Some technological purists envision a life beyond flesh and bone, where they continue to function and evolve in a digital domain -- it's a concept often cited in science-fiction novels and movies. The transfer between these planes extends well beyond grafting metal and tissue, but rather in the resurrecting of the soul. We're not quite there yet.

The wall posts are the only thing that indicates his passing. Perhaps, more fittingly, his facebook represents a kind of Purgatory. Everyone else will be updating their own profile pages, uploading more pictures, writing more notes, and adding new friends, but this guy won't. He floats around in digital space unclaimed and frozen in time.

Wednesday, April 9, 2008

A brief history of Starbuck$$

"Caffeine is one helluva drug." Obviously, Rick James did not say this because caffeine does not back people into corners, forcing them to commit heinous acts of violence and theft in order to maintain their stimulating habits. Caffeine has not killed anyone. Caffeine never led anyone to the poor house. Caffeine is simply a friendly acquaintance who lives in your pantry, around the corner, and at the auto dealership waiting area. You can be a sponsor of caffeine for $4.95 a day and someone will send you pictures of their progress before and after the cleft-pallet surgury.

The Germans were the first to harvest and behold the mind-jolting powers of caffeine. The chemist Friedrich Ferdinand Runge discovered "kaffein" in 1819 after visiting a toothless gypsy fortuneteller who, via fecal induced hallucination, saw visions of Germany's rise to power -- and for the additional price of 5 Kreuzers, revealed to Friedrich that a dark brew he recently concocted was the catalyst of it all. He hurried home to think of a business strategy that would effectively advertise and sell this disgusting beverage.

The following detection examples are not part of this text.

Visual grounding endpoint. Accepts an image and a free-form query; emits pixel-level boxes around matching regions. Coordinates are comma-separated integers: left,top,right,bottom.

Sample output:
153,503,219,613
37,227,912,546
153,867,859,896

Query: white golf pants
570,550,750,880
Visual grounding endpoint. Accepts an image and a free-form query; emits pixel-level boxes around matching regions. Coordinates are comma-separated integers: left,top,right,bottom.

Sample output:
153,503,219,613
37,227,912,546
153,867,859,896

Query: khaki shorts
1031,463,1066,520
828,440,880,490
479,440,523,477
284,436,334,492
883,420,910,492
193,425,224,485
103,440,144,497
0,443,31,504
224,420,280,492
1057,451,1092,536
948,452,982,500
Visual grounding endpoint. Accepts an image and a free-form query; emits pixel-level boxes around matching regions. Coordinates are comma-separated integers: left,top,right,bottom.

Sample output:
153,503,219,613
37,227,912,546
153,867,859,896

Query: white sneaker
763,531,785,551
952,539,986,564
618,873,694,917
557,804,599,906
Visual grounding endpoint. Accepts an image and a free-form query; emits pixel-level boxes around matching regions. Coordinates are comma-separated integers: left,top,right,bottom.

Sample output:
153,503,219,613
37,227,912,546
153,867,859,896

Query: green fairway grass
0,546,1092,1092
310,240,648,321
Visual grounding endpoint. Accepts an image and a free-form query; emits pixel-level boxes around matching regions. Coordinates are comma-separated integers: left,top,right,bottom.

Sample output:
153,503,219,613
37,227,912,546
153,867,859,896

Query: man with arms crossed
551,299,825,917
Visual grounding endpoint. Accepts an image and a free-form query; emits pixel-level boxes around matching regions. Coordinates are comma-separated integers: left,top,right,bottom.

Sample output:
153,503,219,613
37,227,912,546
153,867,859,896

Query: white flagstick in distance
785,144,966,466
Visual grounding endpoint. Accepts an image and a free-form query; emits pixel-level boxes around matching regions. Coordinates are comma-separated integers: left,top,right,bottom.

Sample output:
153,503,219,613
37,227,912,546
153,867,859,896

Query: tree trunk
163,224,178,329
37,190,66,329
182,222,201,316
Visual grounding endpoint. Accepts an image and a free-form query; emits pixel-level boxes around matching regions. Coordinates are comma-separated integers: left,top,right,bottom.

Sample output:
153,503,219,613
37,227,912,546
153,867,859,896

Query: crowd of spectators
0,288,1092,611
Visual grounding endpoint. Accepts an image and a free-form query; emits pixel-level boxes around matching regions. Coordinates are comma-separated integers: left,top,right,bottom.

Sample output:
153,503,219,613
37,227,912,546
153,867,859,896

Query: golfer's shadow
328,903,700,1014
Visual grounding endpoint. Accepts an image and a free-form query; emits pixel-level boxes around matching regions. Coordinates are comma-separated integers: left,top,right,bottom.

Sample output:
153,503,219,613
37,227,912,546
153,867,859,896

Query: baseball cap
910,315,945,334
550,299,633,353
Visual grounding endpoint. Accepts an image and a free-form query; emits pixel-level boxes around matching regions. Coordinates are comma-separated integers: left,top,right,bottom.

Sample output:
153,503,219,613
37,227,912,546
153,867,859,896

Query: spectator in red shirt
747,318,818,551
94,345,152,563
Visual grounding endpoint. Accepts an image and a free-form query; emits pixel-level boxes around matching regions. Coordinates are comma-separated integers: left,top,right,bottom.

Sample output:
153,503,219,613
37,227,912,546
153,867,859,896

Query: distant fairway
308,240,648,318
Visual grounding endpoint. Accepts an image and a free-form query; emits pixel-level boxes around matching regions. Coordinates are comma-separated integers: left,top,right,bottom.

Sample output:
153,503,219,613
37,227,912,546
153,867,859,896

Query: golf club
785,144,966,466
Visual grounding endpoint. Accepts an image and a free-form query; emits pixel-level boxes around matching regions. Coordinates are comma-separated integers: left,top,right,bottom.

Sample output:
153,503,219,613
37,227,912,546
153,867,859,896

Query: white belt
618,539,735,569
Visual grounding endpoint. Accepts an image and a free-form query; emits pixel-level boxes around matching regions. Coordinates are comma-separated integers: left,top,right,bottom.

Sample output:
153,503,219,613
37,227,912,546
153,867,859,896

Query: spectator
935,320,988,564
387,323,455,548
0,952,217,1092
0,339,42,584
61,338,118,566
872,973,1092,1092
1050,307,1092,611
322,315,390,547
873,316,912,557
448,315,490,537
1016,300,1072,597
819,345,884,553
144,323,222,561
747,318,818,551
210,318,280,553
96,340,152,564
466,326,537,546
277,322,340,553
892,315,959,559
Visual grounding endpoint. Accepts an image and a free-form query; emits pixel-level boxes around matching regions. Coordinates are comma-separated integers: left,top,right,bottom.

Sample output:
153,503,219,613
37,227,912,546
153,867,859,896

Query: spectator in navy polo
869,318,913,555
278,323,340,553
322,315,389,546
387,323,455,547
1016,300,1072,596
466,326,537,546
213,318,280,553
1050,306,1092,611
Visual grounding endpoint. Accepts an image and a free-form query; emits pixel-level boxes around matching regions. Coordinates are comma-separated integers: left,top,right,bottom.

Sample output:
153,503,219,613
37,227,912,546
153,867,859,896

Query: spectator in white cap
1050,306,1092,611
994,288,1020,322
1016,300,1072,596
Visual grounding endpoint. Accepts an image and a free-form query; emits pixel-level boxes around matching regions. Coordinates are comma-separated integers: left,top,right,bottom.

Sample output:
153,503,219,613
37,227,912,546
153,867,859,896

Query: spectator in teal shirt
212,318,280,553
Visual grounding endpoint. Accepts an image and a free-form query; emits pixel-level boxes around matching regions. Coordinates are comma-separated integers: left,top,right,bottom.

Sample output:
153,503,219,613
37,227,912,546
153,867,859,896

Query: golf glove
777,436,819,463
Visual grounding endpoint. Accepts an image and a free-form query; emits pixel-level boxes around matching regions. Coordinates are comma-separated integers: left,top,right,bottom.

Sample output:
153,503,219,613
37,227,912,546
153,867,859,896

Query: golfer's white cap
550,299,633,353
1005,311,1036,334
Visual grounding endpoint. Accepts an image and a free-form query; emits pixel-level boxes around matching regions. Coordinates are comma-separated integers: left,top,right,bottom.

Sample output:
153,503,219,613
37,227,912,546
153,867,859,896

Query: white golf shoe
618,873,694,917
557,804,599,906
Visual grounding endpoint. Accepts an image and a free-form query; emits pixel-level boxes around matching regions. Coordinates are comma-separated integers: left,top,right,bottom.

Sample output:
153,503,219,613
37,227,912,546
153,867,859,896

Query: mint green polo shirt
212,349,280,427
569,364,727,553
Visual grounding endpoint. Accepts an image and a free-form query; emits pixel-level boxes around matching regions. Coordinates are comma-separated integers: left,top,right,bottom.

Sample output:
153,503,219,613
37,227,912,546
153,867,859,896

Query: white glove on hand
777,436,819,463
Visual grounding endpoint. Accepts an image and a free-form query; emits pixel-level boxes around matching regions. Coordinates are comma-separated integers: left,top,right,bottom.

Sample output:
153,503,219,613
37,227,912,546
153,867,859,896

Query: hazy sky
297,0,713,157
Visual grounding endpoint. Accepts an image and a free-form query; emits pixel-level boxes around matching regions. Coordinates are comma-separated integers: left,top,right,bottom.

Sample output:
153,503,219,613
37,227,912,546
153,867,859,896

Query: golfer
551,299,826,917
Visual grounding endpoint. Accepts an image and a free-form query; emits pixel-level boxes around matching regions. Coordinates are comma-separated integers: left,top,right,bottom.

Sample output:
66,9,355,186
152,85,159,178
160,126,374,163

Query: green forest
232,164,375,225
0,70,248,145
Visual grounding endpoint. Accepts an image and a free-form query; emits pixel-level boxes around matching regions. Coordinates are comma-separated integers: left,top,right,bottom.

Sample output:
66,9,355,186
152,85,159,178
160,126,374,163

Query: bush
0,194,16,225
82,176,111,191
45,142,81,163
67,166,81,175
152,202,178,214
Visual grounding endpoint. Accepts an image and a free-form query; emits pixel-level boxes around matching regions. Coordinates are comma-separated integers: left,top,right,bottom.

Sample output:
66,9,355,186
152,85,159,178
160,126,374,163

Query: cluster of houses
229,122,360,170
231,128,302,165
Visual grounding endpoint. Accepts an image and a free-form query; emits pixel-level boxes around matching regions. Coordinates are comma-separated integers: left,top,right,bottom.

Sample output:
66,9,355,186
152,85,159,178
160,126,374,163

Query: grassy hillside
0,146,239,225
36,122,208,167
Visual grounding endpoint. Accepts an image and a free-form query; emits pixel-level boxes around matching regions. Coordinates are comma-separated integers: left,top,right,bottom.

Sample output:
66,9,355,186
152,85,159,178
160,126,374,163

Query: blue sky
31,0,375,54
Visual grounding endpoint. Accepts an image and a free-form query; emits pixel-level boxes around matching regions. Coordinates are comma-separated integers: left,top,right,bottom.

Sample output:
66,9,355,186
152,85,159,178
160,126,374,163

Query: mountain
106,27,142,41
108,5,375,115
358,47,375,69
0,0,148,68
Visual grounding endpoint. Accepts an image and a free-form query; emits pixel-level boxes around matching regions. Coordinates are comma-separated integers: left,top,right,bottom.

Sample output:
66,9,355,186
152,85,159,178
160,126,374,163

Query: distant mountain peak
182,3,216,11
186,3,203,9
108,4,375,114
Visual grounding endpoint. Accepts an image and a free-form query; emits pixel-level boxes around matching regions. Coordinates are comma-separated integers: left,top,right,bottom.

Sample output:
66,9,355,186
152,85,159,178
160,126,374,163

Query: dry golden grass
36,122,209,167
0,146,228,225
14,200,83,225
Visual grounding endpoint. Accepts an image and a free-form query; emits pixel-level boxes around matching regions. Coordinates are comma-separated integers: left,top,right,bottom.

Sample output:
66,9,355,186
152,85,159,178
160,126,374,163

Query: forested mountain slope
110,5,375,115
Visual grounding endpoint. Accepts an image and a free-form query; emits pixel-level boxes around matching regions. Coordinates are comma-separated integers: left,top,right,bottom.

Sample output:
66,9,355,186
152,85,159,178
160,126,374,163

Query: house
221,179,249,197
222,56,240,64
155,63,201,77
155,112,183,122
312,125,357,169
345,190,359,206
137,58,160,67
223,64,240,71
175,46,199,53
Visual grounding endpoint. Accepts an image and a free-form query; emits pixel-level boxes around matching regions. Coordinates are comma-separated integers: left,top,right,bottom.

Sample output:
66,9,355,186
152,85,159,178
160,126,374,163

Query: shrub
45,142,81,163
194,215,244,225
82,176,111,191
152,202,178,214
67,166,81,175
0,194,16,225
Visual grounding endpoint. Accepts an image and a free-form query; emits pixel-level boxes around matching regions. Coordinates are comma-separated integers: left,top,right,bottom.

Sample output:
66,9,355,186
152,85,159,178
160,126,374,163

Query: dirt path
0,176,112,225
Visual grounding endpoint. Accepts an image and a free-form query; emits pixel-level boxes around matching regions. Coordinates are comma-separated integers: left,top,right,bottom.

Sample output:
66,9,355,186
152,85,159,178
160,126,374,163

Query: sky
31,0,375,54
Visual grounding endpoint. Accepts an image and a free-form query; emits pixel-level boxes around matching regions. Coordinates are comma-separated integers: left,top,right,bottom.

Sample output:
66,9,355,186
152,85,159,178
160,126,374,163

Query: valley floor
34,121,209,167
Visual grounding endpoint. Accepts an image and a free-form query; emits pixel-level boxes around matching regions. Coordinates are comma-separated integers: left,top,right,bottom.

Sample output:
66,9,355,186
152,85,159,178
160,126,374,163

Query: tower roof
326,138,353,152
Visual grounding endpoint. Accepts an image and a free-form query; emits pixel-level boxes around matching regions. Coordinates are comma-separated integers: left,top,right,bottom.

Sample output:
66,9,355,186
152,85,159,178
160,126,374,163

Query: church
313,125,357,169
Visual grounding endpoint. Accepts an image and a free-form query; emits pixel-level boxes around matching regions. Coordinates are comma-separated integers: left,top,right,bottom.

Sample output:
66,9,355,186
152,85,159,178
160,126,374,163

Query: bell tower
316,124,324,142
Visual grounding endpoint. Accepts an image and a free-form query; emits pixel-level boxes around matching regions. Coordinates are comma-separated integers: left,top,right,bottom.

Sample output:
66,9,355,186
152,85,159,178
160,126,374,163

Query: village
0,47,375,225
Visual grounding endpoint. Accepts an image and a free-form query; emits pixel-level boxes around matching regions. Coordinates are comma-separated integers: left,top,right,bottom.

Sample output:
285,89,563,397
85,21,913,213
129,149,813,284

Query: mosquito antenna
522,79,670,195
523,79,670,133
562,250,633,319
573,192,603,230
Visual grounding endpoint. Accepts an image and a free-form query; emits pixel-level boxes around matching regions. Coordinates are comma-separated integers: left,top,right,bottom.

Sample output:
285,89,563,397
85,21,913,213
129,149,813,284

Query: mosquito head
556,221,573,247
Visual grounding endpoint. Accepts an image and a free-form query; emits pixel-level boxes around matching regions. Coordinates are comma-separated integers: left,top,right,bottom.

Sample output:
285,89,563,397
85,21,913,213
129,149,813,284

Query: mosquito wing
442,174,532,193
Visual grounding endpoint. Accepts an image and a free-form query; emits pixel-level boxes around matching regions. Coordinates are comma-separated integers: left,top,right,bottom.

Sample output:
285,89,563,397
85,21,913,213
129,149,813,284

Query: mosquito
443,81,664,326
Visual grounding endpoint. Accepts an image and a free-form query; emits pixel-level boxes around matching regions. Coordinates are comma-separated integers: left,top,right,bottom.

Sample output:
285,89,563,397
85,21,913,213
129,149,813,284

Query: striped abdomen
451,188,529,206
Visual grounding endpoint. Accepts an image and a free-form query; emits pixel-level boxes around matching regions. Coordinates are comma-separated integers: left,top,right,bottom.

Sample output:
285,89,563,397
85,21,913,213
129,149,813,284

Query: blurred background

A new black plague spread throughout Germany, and after 4 generations of intense caffeination, there was nowhere else to direct the national energy except outwards. Two World Wars and a massive inflation later, the Germans switched back to beer and drank themselves into oblivion.

Of course, that did little to deter its consumption. Caffeine, usually in the form of coffee, reached American shores long before Germany overdosed. Fortunately, prospectors were more interested in rivers of gold, prostitution, and giving AIDS (invented by the CIA in 1830) to the indigenous Indians rather then trying exotic luxuries. Caffeine went by, relatively unnoticed, until the 1960s, when in an attempt to level the playing ground in the battle for Civil Rights, Black Panthers declared it the organization's official drink. The incumbent president at the time, Mr. Assfuck, addressed this issue by offering white consumers non-dairy creamer while forcing his scientists to invent decaf.

Starbucks Corporation, during these tumultuous years, was a modest alternative energy company. During the oil scare of the late 1970s, Starbucks executives were forced to abandon their drilling projects in order to find another crude black liquid product that they could process and sell for an enormous profit. After Federal de-regulation on coffee (it was standardized after Dr. Martin Luther King Jr.'s "I have a dream"), they stumbled upon caffeine and purchased exclusive rights to the distribution and control of it in the form of coffee -- a boon, a windfall by any measure -- and they were able to turn it into the multi-billion dollar industry that you see today.

And although these claims can and will be disputed, evidence to the contrary fails to recognize the intoxicating power of this 19th century psychoactive stimulant. Starbucks continues to erect storefronts wherever civilization stands, leaving many of us twisting and turning as the clock strikes 3 am.